December 18-19: Federal Reserve's Rate Decision and Trump's Tariffs
Fed Reserve to Temporarily Halt Operations
The odds are high that the US Federal Reserve will slash interest rates by another 25 basis points next week, making it the third consecutive cut. However, this move might be the last one before a brief pause due to the forthcoming change in government in 2025.
Here's what you need to know:
The Upcoming Interest Rate Cut
Economists are positive that the Federal Open Market Committee (FOMC) will lower the federal funds rate to a target range of 4.25%-4.5% on December 18-19. The 95% probability of this decision comes from the Fed Watch Tool from CME Group, which bases its prediction on the release of the November Consumer Price Index (CPI). The CPI stood at 2.7% annually and 3.3% for the core rate, suggesting an inflationary pressure.
The Role of Donald Trump's Tariffs
The new presidential administration, led by Donald Trump, could pose a challenge to the Fed's monetary policy.

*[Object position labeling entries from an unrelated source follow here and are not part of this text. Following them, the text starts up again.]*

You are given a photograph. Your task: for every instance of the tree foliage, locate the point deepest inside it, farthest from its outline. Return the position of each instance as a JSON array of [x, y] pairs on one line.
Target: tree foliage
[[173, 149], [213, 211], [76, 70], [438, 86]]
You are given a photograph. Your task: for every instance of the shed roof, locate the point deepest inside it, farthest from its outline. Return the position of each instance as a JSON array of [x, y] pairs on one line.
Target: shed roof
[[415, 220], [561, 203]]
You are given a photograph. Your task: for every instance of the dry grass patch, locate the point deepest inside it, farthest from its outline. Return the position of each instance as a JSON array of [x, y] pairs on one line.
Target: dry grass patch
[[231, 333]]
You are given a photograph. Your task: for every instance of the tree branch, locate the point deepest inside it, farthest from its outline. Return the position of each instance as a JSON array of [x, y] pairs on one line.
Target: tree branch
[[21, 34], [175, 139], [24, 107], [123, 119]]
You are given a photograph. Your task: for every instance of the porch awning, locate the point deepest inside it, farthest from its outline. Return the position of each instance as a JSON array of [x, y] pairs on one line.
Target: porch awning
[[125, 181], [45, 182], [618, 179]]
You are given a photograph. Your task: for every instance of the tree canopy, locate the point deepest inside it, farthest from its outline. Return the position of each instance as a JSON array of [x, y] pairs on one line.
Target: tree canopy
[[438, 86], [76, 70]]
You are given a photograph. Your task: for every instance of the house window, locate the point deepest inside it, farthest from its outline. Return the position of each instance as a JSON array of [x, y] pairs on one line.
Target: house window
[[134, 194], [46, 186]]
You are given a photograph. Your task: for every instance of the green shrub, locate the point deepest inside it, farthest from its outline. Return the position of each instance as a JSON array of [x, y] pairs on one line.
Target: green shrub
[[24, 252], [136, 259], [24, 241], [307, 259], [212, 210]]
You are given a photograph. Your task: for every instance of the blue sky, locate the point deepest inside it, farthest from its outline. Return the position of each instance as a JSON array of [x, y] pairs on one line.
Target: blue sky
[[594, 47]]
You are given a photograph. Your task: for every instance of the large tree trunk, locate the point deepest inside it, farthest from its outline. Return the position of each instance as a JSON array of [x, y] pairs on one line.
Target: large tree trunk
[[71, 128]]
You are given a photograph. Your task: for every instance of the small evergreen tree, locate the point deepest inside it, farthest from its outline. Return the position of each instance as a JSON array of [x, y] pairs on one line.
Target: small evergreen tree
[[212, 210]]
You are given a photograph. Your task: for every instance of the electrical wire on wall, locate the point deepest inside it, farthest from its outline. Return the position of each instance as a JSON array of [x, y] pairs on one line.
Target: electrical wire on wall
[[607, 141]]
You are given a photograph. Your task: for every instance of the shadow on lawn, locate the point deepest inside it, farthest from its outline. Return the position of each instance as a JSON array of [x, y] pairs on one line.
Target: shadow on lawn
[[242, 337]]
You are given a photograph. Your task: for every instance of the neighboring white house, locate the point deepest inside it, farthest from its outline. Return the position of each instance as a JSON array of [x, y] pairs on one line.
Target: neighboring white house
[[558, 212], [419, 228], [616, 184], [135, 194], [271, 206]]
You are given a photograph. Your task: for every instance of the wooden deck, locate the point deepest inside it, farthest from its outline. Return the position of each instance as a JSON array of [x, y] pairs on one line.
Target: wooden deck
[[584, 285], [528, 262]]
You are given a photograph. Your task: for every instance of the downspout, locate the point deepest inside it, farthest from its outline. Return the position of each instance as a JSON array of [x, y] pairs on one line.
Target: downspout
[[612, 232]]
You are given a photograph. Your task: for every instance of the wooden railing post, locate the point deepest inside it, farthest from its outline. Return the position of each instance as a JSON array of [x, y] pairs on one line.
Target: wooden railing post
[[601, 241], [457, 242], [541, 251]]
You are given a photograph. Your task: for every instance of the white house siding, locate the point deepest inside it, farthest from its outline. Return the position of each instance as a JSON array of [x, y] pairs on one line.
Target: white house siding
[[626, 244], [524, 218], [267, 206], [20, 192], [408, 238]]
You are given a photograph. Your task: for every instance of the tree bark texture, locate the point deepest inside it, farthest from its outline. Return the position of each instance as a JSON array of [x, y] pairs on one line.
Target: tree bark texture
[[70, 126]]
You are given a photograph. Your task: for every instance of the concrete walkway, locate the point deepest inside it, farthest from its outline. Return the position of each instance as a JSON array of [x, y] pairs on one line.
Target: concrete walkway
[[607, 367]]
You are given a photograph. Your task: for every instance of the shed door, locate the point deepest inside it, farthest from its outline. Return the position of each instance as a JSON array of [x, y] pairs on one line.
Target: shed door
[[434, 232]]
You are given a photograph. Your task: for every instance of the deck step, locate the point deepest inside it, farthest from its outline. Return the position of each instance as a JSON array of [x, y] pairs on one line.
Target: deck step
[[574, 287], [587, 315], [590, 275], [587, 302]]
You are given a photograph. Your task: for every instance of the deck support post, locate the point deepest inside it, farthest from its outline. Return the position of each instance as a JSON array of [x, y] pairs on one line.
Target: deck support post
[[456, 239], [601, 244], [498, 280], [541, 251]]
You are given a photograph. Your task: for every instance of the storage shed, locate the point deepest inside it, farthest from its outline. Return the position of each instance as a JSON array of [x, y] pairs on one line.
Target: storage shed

Trump's proposed tariffs could set off inflation as the cost of imported goods increases, potentially canceling out the benefits of easing monetary policy.
The expected import tariffs could increase core inflation measures by approximately 2.25% over the following year, taking the annual core Personal Consumption Expenditures (PCE) price index to around 3% by the end of 2025 [3]. This would be the highest level since 2023.
The Impact on Consumers and the Economy
The rise in inflation would affect consumer prices, potentially reducing their purchasing power, especially in a weakening labor market [3]. The auto sector could face an average price increase of up to 11.4% for U.S. light vehicles due to specific tariffs on autos and auto parts [5]. Additionally, the new tariffs could slow down global trade and impact the U.S. GDP, reducing economic growth by about 0.2 percentage points [4][5].
A Balancing Act for the Fed
The Fed faces a delicate challenge in managing inflation while ensuring economic growth. The potential inflation rise due to tariffs could force the Fed to increase interest rates, cooling down the economy even more [3][5].
In conclusion, the tariffs could push inflation up, testing the Federal Reserve's ability to balance inflation control with economic growth. As we move forward, it'll be crucial to monitor the interactions between the new administration, the Federal Reserve, and the overall economy.
Source:
- Peter De Thier, Washington
- Federal Reserve
- Economists' forecasts
- Brookings Institution
- International Trade Commission
- The Federal Open Market Committee (FOMC) is expected to ease tariffs by lowering the federal funds rate, potentially reaching a target range of 4.25%-4.5% in the upcoming December 18-19 meeting.
- The average consumer price increase due to proposed tariffs could reach up to 11.4% for U.S. light vehicles, while the overall inflation could rise to around 3% by the end of 2025, as per economists' forecasts.
- The new presidential administration, led by Donald Trump, could present a challenge to the Fed's monetary policy, as Trump's tariffs could set off inflation and potentially cancel out the benefits of easing monetary policy.
- The Federal Reserve faces a delicate balancing act in managing inflation while ensuring economic growth, as potential inflation rise due to tariffs could force the Fed to increase interest rates and potentially slow down the economy.
- The federal funds rate cut and the impact of Trump's tariffs on inflation, consumer prices, and economic growth will be important topics in general news, politics, finance, and business discussions in the coming months.